Family dynamic, international travel shapes freshman’s outlook

11/07/19

Jacob Gathje ’20

Previously published in “The Mount” a publication produced by the staff of Mount Michael’s Journalism team. Follow the journalism team via Facebook, Twitter, Instagram and YouTube links on https://mountonline.org

By JACOB GATHJE ’21

At a boarding high school, students come from a variety of places and backgrounds. Some enter the school during their first weeks within the United States, while others enroll having known and been around the school for years.

Griffin Dyche ‘23 is one student who comes from a unique background. His mother decided that he would attend Mount Michael when he was a toddler.

Griffin Dyche ’23

“Even before Griffin was born, I had hoped my son would attend Mount Michael,” his mother, Katherine Dyche, said. “I have met and worked with several graduates of the Mount and each of these men stood apart as men of integrity and honor. I hope Griffin will gain similar values during his time there.”

Along with the traits of the Benedictine values, Griff has discovered other positives at the school.

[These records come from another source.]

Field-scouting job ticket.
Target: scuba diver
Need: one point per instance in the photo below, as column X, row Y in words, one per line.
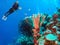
column 11, row 10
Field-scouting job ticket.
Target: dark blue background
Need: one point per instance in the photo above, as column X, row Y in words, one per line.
column 9, row 28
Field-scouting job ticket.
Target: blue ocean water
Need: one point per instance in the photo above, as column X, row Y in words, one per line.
column 9, row 28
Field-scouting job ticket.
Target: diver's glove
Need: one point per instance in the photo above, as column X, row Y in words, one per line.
column 4, row 18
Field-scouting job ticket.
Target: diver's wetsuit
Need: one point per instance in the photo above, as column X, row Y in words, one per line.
column 11, row 10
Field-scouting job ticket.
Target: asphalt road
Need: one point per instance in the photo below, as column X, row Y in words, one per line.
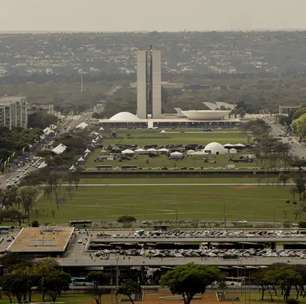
column 297, row 149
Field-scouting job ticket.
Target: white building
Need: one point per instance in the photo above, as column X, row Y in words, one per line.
column 149, row 83
column 13, row 112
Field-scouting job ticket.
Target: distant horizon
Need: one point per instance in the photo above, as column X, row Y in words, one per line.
column 147, row 16
column 153, row 31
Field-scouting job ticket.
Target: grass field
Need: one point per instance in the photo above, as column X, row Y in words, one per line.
column 65, row 299
column 179, row 180
column 144, row 161
column 143, row 137
column 163, row 296
column 168, row 202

“I think it has a lot more freedom than other schools,” he said. “You can sign out of study hall and go around the grounds.”

Even though he enjoys freedoms other schools might not necessarily provide, he and his class are still discovering some of its boundaries as boarding students.

“[Boarding] has been nice, except for when we had to stay up until midnight writing out the handbook,” he said. “Some kids were messing around and making noise.”

With the barrack-style dorms freshmen live in during their first year, most students may find this hectic living situation to be hard to handle. However, he is used to this, coming from a family with eight children.

He lives with four of his sisters; however, none of his siblings are blood-related, as all of them are adopted.
“I don’t know my birth mom,” Dyche said. “Only two of my siblings do.”

Despite never meeting his birth mother, his adoptive mother and her relationship with her best friend have allowed him and his siblings to experience parts of their lives abroad.

“I have a friend from Madrid who is like a sister to me,” Katherine Dyche said. “We hatched a plan when our children were infants to exchange them around 12 or 13 years old. When a person begins to travel at a young age, that person is open to assimilating new experiences into their perspective in a way that older people may not.”

This exchange of children has become a tradition for the Dyche family. When Griffin went, he experienced a variety of what Europe has to offer.

“He spent a good two weeks hiking in the mountains with other teens in Spain before going to France,” Katherine Dyche said. “In France, he stayed with a family on a farm to have some experience of daily life in agricultural Normandy. While there, he toured some World War I battle sites and cemeteries like the battlefield of Verdun. After his time in France, Griffin returned to the south of Spain, taking a sailing course and doing some surfing.”

While some parents may have concerns about sending a middle school student overseas for the summer, Katherine Dyche saw it as a positive experience for her son.

“Our intention when we sent Griffin to Europe was to offer him the opportunity to welcome other cultures and experiences,” she said.

All of these different situations have developed what his mother believes to be his greatest trait: optimism.

“Griffin is an optimist,” she said. “He assumes the best in others. This made it very easy to send him to Mount Michael or to Europe for the summer knowing he would be open to meeting new people and trying new activities.”